Dehydrofluorination mechanism, structure and thermal stability of pure fluoroelastomer (poly(VDF-ter-HFP-ter-TFE) terpolymer) in alkaline environment

This study evaluates the dehydrofluorination mechanism, structure and thermal stability of pure fluoroelastomer which was dissolved by organic solvent and reacted with different concentrations of KOH at 20 similar to 60 degrees C. The sequence types and contents of double bonds and other oxygen-containing groups of samples were analyzed and investigated by Attenuated total reflectance/Fourier transform infrared (ATR-FTIR), H-1 nuclear magnetic resonance (NMR), F-19-NMR spectroscopy and chemical titration method; thermal decomposition temperatures of samples were analyzed by thermogravimetric analysis (TGA). The results revealed that dehydrofluorination of fluoroelastomer would accompain with oxidation reaction whereby some double bonds conforming to Hofmann's rule had been converted to hydroxyl groups, wherein the temperature and alkali concentration were the important factors.

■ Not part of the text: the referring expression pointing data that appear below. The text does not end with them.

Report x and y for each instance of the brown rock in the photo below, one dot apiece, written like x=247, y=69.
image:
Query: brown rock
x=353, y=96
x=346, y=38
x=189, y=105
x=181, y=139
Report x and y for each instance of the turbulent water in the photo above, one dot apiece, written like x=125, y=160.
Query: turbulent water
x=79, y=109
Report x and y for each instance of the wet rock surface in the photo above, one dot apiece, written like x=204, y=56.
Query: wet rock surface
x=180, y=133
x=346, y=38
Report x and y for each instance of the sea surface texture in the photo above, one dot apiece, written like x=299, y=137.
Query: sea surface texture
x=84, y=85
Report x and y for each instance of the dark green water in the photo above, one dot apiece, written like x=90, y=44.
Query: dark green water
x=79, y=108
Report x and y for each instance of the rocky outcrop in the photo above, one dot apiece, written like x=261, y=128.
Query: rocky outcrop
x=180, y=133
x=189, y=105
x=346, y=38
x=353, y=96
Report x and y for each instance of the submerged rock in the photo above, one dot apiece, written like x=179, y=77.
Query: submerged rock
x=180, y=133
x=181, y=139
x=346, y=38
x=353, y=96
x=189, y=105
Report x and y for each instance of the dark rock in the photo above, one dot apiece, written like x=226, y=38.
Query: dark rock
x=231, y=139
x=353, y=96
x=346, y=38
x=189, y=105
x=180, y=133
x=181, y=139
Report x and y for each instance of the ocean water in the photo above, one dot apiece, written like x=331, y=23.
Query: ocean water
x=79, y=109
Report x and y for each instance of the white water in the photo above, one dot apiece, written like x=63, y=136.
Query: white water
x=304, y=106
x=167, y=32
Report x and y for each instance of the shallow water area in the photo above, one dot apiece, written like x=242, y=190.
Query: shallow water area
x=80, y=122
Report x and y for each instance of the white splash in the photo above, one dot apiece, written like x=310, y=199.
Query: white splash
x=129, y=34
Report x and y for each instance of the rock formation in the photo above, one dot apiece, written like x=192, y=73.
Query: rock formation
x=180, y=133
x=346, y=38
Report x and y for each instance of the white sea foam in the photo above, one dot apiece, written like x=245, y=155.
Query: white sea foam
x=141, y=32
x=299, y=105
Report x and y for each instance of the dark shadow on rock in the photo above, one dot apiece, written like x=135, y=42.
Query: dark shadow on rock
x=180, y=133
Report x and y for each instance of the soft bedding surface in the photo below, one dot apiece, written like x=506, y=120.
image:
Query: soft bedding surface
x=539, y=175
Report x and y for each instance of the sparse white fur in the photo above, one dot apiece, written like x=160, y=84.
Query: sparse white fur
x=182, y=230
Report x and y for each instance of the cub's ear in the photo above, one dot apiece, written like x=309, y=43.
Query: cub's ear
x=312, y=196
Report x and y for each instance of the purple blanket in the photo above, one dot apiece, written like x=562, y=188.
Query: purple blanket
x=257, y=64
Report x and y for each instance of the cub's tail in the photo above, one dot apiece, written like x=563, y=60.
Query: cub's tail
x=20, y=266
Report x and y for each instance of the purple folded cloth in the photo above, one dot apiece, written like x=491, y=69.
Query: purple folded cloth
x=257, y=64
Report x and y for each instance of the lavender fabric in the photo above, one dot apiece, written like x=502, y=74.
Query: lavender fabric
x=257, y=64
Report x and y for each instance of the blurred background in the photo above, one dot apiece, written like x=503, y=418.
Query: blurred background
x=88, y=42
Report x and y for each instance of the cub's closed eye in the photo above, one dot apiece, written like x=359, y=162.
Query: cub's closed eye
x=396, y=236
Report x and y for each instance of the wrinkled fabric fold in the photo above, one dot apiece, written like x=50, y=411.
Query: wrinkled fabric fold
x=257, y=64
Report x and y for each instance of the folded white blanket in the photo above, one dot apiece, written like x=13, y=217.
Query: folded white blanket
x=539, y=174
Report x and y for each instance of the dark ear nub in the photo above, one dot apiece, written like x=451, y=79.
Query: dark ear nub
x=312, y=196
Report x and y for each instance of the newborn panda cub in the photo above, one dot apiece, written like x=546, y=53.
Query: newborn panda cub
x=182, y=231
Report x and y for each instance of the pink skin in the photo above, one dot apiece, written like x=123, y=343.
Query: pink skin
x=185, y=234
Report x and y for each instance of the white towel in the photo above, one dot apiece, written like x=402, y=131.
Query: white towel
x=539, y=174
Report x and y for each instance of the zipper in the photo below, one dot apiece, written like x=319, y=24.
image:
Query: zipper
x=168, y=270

The double bonds generated in seven positions of molecular chains, sequence types were mainly conformed to Hofmann's rule and Zaitsev's rule supplemented. With the increase of reaction temperature and concentration of KOH, the thermal stability of fluoroelastomer decreased obviously since hydroxyl groups had a greater effect on it. Finally, the mechanism of reaction was also deduced.